For this recruitment effort, the researchers prompted the large language models (LLMs) to review EHR data from 74 patients (eligible, n = 35; ineligible, n = 39) on 14 clinical trial eligibility criteria using one of three prompting methods:

  • structured output: a strict answer without additional explanation;
  • chain of thought: the LLM must also explain its reasoning for selecting a candidate; and
  • self-discover: allow the LLM to generate its own structures and reasoning for selecting candidates.

The LLM responses were further optimized with expert guidance input by a physician or AI-generated LLM guidance.

Researchers evaluated the performance of ChatGPT-3.5 and GPT-4 using receiver operating characteristic area under the curve (AUC) and whether the patient met strict eligibility (meeting all required criteria) or proportional eligibility criteria, which involved generating a prediction score based on how many eligibility requirements were correctly met.

Results showed ChatGPT-4 had higher median accuracy than GPT-3.5 (0.838 vs. 0.761).

GPT-4 was also more accurate than GPT-3.5 when testing for strict eligibility (median, 0.61 vs. 0.54) and proportional eligibility (median AUC, 0.74 vs. 0.64), with both versions performing better on the latter.

Although the most effective prompting style differed across performance metrics, the researchers found that structured output with expert guidance from a physician was the most accurate for GPT-3.5 (median, 0.91). Self-discover prompts were the most accurate for GPT-4 (median, 0.89), with chain of thought plus expert guidance performing similarly for this version.

Additionally, researchers measured the amount of time a screening took and cost per token of using the LLM.

“LLMs incur costs based on ‘tokens in, tokens out,’ which is basically the words you type in and the words the AI responds with,” Dohopolski said. “It’s not only about your prompt, which can be large at times — it’s also the chunks of a patient’s health record that gets implemented into the total prompt.”

Despite better performance, compared with GPT-3.5, GPT-4 had longer screening times (1.4-3 minutes vs. 7.9-12.4 minutes) and higher costs ($0.15-$0.27 vs. $0.02-$0.03).

“Although there was about at 10-fold difference in cost, we’re still talking about cents,” Dohopolski noted. “That said, the proper implementation now isn’t to throw in every single patient note you have, because that would become very expensive.”

Overall, ChatGPT could effectively screen for eligible trial candidates, but it does struggle to identify individuals who fulfill all criteria requirements. Thus, the researchers suggested using LLMs to narrow down potential candidates, and then select candidates manually.

“AI is at a point where it’s very intelligent in matters, but it doesn’t always understand the medical nuances that the clinical provider had intended when they wrote the protocol,” Dohopolski told Healio.

Dohopolski also mentioned that different LLMs require different methods of prompting when considering costs and screening time.

“There is some cost and accuracy analysis that has to be done, even for current implementations like GPT-5,” he said. “It is also important to make sure any model used is HIPAA compliant.”

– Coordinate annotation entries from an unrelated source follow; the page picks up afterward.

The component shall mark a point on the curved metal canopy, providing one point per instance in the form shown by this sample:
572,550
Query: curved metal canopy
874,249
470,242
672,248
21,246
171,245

Future research should examine applications of LLMs in other specialties, Dohopolski noted.

“One of the critiques about this study is that it’s focused on one trial in oncology,” he added. “But since we’ve done the initial work correctly, we can explore their usage in other trials and other scopes across medicine.”

For more information:

Michael Dohopolski, MD, can be reached at primarycare@healio.com.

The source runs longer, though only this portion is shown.